A workaround (at your own risk) would be to disable the GIL for specific caffe functions. For instance, if you want to be able to run forward
without lock, you can edit $CAFFE_ROOT/python/caffe/_caffe.cpp
. Add this function:
void Net_Forward(Net<Dtype>& net, int start, int end) {
Py_BEGIN_ALLOW_THREADS; // <-- disable GIL
net.ForwardFromTo(start, end);
Py_END_ALLOW_THREADS; // <-- restore GIL
}
And replace .def("_forward", &Net<Dtype>::ForwardFromTo)
with:
.def("_forward", &Net_Forward)
Don't forget to make pycaffe
after the change.
See this for more details.
One think might happen in your code, that is it works in gpu mode for the first call and on later calls it calculates the classification under cpu mode as it the default mode. On older version of caffe set gpu mode for once was enough, now newer version it needs to set mode everytime. You can try with following change:
def run(self):
#Load caffe net -- code omitted
while True:
caffe.set_mode_gpu()
caffe.set_device(0)
image = self.task_queue.get()
#crop image -- code omitted
text = net.predict(image)
self.result_queue.put(text)
return
Also please have a look at the gpu timings while the consumer thread is running. You can use following command for nvidia:
nvidia-smi
Above command will show you the gpu utilization at runtime.

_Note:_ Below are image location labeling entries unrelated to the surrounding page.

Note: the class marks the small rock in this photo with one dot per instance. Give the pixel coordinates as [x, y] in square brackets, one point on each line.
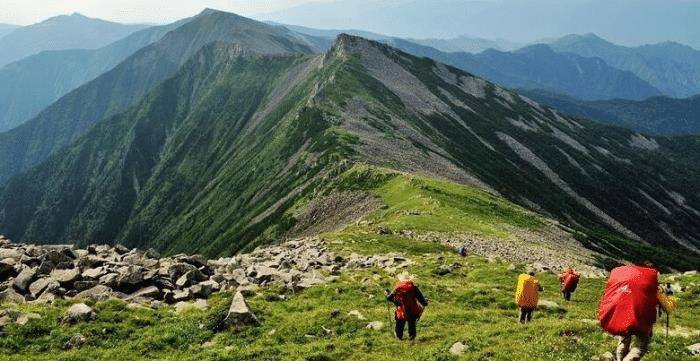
[98, 293]
[25, 317]
[10, 296]
[608, 356]
[443, 270]
[65, 276]
[357, 314]
[24, 279]
[458, 348]
[201, 304]
[84, 285]
[79, 312]
[75, 342]
[375, 325]
[148, 292]
[239, 314]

If it not solves another solution is, make the opencv frame extraction code under a thread. As it is related with I/O and device access you might get benefit running it on separate thread from GUI thread/main thread. That thread will push frames in an queue and current consumer thread will predict. In that case carefully handle the queue with critical block.
Try multi threading approach instead of multiprocessing. Spawning processes is slower than spawning into threads. Once they are running, there is not much difference. In your case I think threading approach will benefit as there are so many frames data involved.